IMVGI is a tool designed for Integrative Multi-omics Variant-Gene Interaction analysis, applicable to any trait research.
The project is organized into the following directory structure, which helps users understand the purpose of each file and folder:
IMVGI/
├── README.md # The main file that describes the project, installation instructions, and usage guidelines
├── data/ # Folder containing all the required data for the project
│ ├── WGS/ # Whole Genome Sequencing data
│ ├── epigenomic/ # Epigenomic data
│ ├── 3D_genomic/ # 3D Genomic data
│ └── transcriptomic/ # Transcriptomic data
├── scripts/ # Folder containing all the analysis scripts
│ ├── variant_calling.py # Script for variant calling
│ ├── selection_signature_analysis.py # Script for selection signature analysis
│ ├── epigenomic_annotation.py # Script for epigenomic annotation
│ ├── genomic_3d_interaction_analysis.py # Script for 3D genomic interaction analysis
│ └── wgcna_analysis.py # Script for Weighted Gene Co-expression Network Analysis (WGCNA)

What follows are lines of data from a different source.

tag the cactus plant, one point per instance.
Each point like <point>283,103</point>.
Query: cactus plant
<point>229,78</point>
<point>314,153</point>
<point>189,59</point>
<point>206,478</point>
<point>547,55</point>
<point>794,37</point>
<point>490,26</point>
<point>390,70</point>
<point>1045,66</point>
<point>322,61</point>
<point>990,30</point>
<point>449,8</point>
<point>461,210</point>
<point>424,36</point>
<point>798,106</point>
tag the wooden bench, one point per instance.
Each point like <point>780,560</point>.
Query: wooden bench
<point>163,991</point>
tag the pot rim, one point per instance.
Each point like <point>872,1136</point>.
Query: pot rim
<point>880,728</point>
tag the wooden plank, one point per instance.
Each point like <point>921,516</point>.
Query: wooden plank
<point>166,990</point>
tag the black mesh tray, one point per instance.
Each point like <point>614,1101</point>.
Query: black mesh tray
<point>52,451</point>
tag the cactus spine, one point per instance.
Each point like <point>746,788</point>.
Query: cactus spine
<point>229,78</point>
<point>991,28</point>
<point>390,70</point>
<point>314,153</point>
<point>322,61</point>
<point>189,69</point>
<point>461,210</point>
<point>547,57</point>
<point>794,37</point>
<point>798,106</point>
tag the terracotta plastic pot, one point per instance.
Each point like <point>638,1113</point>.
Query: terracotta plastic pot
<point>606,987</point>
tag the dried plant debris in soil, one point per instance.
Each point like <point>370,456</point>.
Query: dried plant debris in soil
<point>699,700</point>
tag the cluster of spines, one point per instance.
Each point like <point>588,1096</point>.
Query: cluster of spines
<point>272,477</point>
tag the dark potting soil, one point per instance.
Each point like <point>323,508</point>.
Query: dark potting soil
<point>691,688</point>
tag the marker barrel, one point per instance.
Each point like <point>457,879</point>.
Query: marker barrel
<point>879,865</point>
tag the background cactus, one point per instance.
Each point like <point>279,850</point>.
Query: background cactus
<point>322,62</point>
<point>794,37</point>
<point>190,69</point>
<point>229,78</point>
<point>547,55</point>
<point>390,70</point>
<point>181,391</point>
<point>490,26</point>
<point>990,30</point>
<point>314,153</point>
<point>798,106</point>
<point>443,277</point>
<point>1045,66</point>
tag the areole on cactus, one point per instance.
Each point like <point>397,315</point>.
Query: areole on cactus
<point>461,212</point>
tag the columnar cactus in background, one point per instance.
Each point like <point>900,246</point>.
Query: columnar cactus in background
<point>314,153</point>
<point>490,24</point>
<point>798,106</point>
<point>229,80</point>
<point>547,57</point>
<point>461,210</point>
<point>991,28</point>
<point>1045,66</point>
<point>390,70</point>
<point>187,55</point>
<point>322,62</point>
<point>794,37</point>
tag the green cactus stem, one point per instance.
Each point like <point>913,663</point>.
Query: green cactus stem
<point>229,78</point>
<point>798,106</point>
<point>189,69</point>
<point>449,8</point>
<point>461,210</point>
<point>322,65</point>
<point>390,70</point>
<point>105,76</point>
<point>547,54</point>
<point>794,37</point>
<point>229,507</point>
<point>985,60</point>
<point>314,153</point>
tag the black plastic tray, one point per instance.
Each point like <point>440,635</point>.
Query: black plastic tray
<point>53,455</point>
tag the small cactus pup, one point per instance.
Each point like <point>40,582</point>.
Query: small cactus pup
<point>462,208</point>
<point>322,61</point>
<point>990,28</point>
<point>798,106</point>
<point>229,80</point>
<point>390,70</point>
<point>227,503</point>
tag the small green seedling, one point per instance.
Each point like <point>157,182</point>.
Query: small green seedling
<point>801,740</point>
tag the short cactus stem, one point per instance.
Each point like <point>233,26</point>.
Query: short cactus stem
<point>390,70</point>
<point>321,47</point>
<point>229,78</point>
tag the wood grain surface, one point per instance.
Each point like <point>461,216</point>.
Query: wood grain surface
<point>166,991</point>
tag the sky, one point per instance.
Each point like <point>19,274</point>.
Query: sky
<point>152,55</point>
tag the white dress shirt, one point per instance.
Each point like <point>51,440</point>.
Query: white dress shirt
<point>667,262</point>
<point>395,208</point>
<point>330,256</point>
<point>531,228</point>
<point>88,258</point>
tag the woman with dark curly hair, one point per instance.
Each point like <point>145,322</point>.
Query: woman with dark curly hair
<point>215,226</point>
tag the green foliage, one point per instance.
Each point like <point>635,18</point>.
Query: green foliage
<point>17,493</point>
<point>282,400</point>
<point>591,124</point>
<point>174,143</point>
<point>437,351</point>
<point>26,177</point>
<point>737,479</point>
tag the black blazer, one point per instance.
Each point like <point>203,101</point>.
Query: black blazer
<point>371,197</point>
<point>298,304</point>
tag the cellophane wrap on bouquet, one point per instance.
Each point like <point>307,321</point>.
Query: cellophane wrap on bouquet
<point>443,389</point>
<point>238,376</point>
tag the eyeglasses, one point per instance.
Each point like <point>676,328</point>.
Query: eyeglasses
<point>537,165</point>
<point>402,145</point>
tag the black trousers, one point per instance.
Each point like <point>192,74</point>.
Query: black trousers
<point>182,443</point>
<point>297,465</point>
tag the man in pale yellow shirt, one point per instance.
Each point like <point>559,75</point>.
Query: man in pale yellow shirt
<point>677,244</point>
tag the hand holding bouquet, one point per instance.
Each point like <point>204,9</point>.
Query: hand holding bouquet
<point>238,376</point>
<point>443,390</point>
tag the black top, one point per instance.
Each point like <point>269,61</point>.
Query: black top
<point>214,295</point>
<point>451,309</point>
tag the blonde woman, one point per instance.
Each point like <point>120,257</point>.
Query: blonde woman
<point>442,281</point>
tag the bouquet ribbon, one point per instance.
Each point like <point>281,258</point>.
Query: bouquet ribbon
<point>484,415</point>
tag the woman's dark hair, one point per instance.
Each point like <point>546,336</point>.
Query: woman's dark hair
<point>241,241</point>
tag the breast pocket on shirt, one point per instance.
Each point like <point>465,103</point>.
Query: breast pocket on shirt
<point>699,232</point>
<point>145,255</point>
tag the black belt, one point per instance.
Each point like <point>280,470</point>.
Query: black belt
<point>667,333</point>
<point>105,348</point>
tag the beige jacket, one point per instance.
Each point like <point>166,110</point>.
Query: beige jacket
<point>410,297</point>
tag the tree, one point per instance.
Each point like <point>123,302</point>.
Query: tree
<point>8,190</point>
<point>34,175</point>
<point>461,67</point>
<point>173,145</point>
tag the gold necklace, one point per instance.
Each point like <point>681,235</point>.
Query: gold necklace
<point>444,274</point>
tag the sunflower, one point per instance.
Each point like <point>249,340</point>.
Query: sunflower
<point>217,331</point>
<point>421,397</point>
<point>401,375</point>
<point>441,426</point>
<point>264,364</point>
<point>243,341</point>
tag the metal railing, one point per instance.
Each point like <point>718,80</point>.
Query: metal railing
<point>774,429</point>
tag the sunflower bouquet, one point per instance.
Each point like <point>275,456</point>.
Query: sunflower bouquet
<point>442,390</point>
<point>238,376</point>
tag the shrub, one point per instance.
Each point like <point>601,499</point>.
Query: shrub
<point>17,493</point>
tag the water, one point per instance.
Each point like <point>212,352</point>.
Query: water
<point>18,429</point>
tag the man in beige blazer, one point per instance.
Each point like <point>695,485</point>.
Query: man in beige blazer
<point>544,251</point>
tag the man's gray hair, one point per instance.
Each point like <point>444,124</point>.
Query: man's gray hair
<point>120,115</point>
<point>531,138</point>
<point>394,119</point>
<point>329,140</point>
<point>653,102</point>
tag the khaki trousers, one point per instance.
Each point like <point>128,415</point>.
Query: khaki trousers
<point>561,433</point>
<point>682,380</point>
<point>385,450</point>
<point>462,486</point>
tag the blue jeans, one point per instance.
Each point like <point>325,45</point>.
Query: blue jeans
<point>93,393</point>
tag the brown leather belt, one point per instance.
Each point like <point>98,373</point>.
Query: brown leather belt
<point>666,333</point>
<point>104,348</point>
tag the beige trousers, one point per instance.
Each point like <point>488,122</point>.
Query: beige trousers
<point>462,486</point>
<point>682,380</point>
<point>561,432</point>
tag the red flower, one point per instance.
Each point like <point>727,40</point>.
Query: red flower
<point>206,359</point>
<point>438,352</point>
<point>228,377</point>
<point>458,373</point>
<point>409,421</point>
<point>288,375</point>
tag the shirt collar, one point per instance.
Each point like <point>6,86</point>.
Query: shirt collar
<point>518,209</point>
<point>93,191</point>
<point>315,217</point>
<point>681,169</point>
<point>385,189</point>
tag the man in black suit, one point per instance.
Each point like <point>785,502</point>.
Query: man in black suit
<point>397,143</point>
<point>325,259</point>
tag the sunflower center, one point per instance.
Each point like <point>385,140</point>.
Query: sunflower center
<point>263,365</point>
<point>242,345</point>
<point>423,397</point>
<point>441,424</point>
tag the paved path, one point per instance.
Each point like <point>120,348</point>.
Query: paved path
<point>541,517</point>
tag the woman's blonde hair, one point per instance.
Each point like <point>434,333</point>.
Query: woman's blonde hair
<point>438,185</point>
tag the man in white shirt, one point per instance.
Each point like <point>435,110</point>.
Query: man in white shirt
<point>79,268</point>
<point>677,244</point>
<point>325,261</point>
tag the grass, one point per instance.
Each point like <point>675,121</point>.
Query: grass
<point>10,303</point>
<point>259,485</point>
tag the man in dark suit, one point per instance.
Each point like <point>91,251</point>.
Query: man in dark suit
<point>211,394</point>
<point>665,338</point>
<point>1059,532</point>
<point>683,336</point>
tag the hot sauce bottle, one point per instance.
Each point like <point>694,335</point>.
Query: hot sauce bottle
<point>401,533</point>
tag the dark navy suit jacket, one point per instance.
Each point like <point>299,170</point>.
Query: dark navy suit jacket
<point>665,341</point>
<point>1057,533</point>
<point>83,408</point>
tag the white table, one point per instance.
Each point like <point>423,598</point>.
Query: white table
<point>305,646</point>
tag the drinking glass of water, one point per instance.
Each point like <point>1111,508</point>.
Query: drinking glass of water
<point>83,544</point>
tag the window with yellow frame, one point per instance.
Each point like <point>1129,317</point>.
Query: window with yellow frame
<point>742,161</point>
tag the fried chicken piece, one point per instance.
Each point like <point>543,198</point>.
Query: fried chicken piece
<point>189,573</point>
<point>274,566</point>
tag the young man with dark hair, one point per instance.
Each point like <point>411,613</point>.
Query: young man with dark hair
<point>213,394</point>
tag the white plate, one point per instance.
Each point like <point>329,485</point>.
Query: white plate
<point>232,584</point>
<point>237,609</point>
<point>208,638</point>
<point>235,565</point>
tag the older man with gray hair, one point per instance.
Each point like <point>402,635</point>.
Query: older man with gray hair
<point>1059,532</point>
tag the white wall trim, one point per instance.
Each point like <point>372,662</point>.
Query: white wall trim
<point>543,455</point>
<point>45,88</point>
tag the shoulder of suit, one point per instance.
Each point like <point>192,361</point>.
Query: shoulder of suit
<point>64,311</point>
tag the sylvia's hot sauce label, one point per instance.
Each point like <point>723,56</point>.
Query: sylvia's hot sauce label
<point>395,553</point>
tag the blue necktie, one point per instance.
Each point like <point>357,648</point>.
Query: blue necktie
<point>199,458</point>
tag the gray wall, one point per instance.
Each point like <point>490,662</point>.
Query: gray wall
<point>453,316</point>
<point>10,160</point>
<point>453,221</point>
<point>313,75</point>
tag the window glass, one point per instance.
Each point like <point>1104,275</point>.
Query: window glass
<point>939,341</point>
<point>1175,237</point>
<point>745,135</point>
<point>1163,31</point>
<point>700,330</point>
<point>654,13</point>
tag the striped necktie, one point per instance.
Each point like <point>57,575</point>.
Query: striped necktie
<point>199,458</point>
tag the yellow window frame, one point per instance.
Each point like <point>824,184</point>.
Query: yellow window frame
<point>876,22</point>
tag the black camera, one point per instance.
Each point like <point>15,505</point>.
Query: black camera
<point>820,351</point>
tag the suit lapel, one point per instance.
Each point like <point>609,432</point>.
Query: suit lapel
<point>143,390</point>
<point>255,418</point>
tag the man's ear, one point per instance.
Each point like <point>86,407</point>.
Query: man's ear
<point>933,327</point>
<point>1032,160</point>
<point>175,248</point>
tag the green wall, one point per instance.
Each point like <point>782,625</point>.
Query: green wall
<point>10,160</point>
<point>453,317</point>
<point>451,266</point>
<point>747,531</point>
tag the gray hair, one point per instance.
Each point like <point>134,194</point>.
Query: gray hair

├── output/ # Output folder, automatically generated, no need to upload
├── requirements.txt # File listing all the Python package dependencies
└── LICENSE # License file for the project
Follow these steps to install and run the project in your local environment:
First, use git
to clone the repository to your local machine. This command copies the entire project to your computer.
git clone https://github.com/your-username/IMVGI.git
cd IMVGI
Use pip to install all the required Python packages. These packages are listed in the requirements.txt file. Run the following command to install them:
pip install -r requirements.txt
The following sections explain how to use each script to perform various analyses. Each script corresponds to a different step in the analysis process:
Run the following command to perform variant calling. This script identifies variants in the genome.
python scripts/variant_calling.py
Use this script to perform selection signature analysis, which aims to identify regions of the genome that have been preserved during selection.
python scripts/selection_signature_analysis.py
This script annotates epigenomic data onto the genome, helping to understand the impact of variants at the epigenomic level.
python scripts/epigenomic_annotation.py
python scripts/genomic_3d_interaction_analysis.py
Run this script to perform Weighted Gene Co-expression Network Analysis (WGCNA) to study gene co-expression patterns.
python scripts/wgcna_analysis.py
Contributions, issues, and feature requests are welcome! Feel free to submit issues or pull requests.
This project is licensed under the MIT License, which allows users to freely use, modify, and distribute the code.